Religion: a response to the spiritual
There is a progressing number of people who claim to be spiritual and not religious because, in some way, religion boxes and contains while spirituality delivers, liberates, and explores. I want to agree with this perspective, but I can’t.
What does it mean to be spiritual? It means not physical, exploring the soul, the spirit. Why do people disclaim religion? Well, why would anyone want to claim religion? Hypocrisy, wars, politics, and church are a few reasons why many avoid being part of a religion.
It seems like spirituality is a safe escape from religion while still holding onto the theology that religions proclaim. Spiritual people may dislike the idea that God is watered down to a system—I get that. Elias Cerna, a freshman pre-nursing major, expressed while giving me a haircut, “I don’t consider myself religious. I think what matters is a relationship with God. You know?” I’m picking up what you’re putting down, Elias.
What if we saw religion as the flesh and bones of spirituality? C.S. Lewis wrote, “You do not have a soul. You are a soul. You have a body.” What if we viewed religion as the body of spirituality? Most people are comfortable with the idea of a spiritual, supernatural relationship with God, but cringe at the idea of religion.
Natural things such as gravity, sunshine, and winter demand to be experienced. We fight gravity by flying planes, we wear sunglasses and short shorts and roll down our windows to give sunshine a run for her money, and we wear warm clothes and heat our homes to battle winter’s bitter cold. Spirituality also demands to be experienced, so we study God and fellowship with family and friends—and at some point in history, studying God and fellowship was labeled religion.

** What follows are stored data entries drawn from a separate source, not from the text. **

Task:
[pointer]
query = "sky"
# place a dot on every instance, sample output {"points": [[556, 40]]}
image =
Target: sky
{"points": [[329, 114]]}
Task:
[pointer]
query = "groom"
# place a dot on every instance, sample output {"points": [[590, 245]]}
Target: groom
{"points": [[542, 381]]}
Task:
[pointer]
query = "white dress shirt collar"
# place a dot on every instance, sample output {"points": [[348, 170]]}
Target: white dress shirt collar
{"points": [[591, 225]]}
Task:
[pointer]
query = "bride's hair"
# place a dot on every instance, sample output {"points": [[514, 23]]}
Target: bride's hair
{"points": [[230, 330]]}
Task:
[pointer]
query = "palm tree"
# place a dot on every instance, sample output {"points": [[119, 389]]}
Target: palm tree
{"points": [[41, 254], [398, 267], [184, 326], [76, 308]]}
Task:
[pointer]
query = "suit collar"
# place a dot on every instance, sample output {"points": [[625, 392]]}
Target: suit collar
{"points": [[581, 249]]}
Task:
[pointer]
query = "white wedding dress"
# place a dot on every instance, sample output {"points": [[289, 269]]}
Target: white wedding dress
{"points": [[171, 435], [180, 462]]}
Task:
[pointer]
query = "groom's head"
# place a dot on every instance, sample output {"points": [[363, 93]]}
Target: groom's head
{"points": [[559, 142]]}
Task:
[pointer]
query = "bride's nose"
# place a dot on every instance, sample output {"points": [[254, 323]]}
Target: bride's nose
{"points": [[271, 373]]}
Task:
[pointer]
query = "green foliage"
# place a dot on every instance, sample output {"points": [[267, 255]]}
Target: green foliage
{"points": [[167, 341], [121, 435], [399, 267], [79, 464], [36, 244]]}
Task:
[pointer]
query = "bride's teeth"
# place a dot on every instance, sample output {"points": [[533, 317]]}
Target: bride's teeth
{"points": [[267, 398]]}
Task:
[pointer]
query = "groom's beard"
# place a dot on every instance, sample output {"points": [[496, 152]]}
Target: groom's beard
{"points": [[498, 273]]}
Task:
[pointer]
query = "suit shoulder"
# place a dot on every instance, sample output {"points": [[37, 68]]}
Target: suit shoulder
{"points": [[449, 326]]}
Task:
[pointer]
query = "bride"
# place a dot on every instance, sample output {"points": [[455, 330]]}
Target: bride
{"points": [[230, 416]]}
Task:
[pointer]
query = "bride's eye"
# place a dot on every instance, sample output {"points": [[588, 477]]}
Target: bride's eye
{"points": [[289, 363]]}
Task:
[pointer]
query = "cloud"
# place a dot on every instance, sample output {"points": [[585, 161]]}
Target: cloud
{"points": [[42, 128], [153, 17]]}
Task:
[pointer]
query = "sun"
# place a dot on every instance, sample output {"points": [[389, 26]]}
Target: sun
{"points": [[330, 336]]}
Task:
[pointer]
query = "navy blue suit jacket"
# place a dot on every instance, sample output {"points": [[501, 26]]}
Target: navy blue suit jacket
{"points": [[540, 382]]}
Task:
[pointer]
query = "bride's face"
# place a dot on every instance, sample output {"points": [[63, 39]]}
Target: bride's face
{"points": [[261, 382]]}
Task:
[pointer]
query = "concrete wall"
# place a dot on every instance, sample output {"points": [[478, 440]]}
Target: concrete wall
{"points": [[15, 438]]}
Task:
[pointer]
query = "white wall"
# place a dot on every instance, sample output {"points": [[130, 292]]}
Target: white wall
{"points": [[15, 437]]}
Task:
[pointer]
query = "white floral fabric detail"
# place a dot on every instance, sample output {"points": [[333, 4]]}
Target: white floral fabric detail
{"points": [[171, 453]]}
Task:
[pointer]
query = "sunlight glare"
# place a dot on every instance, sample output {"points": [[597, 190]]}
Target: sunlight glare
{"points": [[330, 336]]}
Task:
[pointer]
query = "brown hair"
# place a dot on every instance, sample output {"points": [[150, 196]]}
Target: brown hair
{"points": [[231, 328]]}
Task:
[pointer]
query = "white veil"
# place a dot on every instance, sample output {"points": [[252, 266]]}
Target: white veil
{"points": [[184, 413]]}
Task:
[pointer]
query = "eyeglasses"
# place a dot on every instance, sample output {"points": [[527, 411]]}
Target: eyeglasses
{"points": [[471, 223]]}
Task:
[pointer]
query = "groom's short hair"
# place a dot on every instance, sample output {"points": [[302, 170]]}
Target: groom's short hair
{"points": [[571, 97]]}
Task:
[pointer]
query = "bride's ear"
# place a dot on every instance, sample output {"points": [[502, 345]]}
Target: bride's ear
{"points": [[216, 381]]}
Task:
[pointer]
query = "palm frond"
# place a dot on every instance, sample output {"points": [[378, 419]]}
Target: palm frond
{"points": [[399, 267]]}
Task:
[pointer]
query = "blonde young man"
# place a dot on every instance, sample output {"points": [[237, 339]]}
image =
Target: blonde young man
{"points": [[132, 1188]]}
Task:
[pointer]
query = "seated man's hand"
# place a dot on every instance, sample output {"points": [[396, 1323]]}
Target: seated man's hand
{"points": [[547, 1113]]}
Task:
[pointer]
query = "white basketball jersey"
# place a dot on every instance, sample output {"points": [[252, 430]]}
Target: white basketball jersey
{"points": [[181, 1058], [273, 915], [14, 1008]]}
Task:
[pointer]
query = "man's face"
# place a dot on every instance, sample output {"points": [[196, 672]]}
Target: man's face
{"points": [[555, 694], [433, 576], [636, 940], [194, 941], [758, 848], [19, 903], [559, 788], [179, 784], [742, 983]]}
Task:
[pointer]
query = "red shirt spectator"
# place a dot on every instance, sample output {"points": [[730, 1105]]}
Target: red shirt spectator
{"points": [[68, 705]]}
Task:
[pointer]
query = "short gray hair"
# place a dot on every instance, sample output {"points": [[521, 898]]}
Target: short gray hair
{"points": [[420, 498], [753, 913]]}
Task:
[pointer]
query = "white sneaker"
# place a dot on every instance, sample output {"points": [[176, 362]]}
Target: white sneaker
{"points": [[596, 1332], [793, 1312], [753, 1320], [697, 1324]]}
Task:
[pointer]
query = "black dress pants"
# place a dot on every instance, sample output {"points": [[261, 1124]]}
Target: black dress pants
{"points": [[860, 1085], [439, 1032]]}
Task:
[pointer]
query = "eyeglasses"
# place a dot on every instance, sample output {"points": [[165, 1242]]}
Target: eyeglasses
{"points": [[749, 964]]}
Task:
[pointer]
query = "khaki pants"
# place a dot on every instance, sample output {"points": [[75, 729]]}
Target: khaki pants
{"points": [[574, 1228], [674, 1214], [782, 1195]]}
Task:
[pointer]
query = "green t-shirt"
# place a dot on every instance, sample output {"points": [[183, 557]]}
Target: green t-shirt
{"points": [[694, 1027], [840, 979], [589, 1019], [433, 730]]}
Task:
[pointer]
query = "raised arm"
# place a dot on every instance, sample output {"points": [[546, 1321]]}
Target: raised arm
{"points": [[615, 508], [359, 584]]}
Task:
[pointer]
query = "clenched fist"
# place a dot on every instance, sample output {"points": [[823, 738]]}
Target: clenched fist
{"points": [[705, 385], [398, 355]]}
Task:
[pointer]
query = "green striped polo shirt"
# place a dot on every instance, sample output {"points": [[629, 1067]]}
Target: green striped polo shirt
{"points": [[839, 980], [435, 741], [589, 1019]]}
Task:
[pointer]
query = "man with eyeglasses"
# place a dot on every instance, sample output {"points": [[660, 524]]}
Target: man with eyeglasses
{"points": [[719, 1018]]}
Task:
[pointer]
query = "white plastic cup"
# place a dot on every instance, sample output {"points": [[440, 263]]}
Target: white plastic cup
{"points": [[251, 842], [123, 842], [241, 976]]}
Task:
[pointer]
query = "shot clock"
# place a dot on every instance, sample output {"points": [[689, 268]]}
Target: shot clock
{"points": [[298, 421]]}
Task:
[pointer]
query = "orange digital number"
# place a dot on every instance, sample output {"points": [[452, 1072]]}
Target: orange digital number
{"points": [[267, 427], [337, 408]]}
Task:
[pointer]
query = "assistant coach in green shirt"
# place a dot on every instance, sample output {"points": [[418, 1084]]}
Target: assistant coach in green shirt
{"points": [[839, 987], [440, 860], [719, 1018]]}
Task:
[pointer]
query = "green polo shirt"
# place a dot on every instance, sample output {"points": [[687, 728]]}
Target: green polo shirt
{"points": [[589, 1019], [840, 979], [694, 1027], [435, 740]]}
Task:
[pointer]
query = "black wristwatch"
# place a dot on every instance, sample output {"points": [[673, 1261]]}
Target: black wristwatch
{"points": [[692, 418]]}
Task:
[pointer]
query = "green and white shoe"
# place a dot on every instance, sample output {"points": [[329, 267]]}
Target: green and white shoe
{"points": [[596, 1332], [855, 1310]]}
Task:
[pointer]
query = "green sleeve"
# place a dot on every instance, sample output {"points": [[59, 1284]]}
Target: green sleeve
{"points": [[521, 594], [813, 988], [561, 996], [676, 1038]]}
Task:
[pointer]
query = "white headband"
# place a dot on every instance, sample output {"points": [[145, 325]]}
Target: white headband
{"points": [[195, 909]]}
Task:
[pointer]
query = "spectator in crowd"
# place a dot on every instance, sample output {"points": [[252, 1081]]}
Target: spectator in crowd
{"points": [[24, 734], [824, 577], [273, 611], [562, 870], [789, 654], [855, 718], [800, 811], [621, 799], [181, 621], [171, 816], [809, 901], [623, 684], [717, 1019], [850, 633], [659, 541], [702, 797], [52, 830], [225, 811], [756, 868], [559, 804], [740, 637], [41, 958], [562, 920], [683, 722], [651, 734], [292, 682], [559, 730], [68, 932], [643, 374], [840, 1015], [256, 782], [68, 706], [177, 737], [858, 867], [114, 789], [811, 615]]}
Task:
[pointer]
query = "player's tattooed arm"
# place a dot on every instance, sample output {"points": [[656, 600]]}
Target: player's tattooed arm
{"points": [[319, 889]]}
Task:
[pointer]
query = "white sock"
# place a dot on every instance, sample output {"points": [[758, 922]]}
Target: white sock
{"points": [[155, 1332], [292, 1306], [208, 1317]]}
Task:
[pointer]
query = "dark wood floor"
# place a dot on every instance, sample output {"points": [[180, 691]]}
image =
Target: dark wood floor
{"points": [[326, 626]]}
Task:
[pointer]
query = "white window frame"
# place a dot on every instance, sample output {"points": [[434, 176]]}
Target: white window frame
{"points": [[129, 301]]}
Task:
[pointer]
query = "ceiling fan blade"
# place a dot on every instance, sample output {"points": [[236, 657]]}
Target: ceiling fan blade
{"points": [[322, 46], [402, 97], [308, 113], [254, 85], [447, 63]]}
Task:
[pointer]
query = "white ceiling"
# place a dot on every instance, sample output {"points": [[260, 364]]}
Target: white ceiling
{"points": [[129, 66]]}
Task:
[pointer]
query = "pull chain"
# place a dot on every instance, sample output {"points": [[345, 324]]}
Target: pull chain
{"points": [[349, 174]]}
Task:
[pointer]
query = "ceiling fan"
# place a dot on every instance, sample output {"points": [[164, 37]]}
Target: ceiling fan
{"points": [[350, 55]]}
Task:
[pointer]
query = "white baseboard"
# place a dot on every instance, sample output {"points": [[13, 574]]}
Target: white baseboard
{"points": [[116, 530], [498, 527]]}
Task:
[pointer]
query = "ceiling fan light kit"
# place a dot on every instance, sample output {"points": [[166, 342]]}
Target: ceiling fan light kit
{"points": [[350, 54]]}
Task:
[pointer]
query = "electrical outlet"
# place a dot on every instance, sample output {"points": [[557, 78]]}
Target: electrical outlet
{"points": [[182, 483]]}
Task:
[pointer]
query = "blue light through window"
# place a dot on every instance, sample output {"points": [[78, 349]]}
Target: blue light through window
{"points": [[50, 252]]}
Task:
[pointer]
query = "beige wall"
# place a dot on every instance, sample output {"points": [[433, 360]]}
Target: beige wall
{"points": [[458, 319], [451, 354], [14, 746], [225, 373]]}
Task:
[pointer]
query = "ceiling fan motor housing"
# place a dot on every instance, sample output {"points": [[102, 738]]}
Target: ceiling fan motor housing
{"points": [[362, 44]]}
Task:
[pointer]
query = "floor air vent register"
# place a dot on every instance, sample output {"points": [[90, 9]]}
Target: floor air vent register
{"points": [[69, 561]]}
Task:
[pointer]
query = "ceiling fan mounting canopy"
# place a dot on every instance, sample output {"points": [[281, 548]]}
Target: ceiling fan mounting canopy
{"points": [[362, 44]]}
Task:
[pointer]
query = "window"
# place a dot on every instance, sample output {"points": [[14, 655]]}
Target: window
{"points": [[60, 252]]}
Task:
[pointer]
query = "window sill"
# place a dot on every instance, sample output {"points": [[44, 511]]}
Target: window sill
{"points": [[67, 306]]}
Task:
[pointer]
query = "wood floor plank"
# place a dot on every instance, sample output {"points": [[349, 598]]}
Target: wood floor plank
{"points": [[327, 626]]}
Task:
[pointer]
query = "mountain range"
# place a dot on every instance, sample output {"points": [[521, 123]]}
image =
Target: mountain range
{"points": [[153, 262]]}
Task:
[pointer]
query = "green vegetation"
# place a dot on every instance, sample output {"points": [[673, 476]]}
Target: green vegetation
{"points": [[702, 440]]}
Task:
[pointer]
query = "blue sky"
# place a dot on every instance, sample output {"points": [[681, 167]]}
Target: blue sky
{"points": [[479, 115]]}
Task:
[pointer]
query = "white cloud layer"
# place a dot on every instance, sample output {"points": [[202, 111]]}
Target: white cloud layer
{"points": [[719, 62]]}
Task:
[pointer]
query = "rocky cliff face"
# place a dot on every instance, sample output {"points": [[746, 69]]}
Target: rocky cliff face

Religion isn’t bad; it’s just a response.
So my question is this: Why are you at Union? How does your faith, Seventh-day Adventist or not, weave into the mission of this institution? Adventism is very obvious here; however, Adventism is not everything. You might be an Atheist, Buddhist, borderline heretic, or confused wanderer. My hope is that you, whatever your beliefs might be, will explore God and religion and spirituality. I hope Union is the perfect place for you to discover and wander and believe.
Abner is a sophomore studying theology.